El uso de débito directo reduce la tarifa. Además, el interés y las penalidades se acumulan mientras dure el plan, así que a veces pagar por adelantado puede suponer un ahorro a largo plazo.
Pros y contras de los planes
Pros: te dan flexibilidad para pagar a tu ritmo, evitan embargos y te ofrecen un calendario de pagos. Con frecuencia se puede tramitar online y obtener respuesta rápida. Contras: siguen aumentando los intereses y penalidades; faltar a pagos puede terminar el acuerdo; algunos planes requieren mucha información financiera y pueden traer gravámenes si no se cumplen las condiciones.
Cómo saber si merece la pena y cuándo pedirlo
Antes de solicitarlo, revisa cuánto dinero tienes disponible cada mes tras cubrir gastos básicos como vivienda, comida y servicios.
Si hay hueco para pagar sin renunciar a lo necesario, un plan podría convenir. Calcula cuánto crecería la deuda con intereses y penalidades a lo largo del tiempo. Recuerda que, si planeas futuros impuestos, debes poder mantener las nuevas obligaciones para no caer en impagos.
Cómo pedirlo y qué pasa después de la aprobación
Puedes pedirlo en línea, por correo o por teléfono. En la web del IRS, puedes crear una cuenta y aplicar para planes cortos o largos; la aprobación puede ser inmediata en algunos casos. Si eliges presentar papeleo por correo o teléfono, deberás completar formularios como el 9465 y, según el plan, otros documentos de divulgación financiera.

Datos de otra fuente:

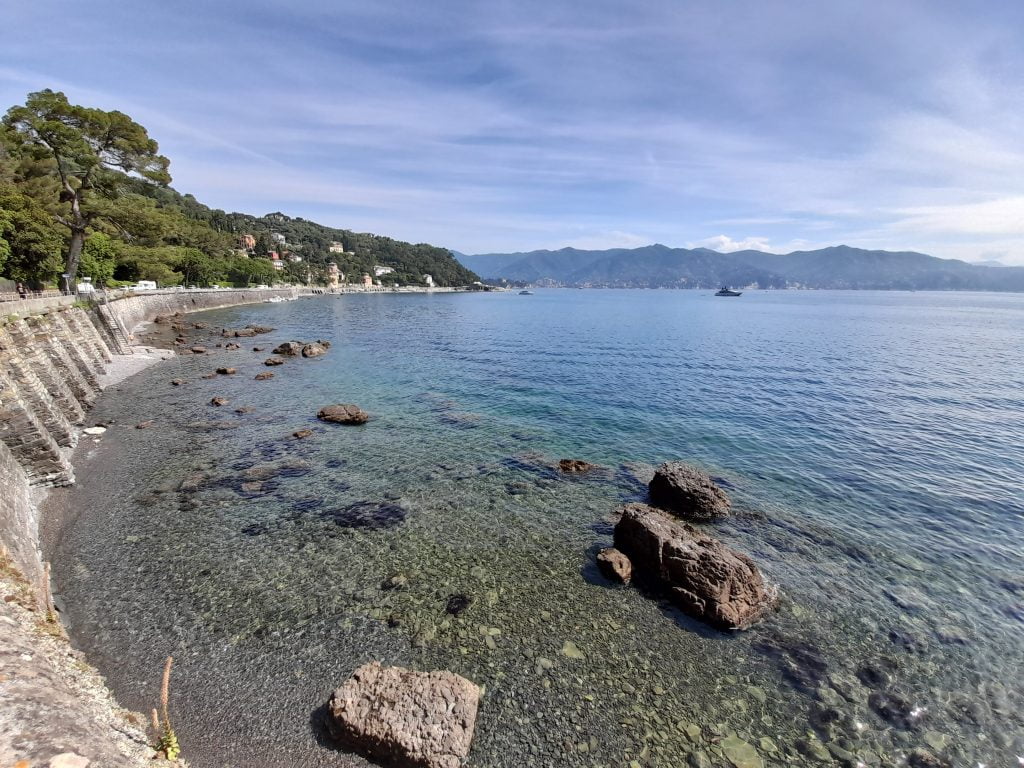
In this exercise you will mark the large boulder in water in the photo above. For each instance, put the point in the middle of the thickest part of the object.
(399, 717)
(313, 350)
(291, 348)
(687, 492)
(345, 413)
(701, 576)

Una vez aprobado, es crucial hacer los pagos puntualmente y mantener al día tus futuras declaraciones. Si tu situación financiera cambia, podrías perder el plan y volver a las acciones de cobro.
Cuándo buscar ayuda profesional
Si manejas un saldo alto, hay acciones de cobro en curso o tu situación es compleja, conviene consultar a un profesional.
Un asesor fiscal puede ayudar a comparar opciones, completar la documentación y negociar con el IRS. Ten en cuenta que las firmas de alivio fiscal cobran por sus servicios y no garantizan resultados.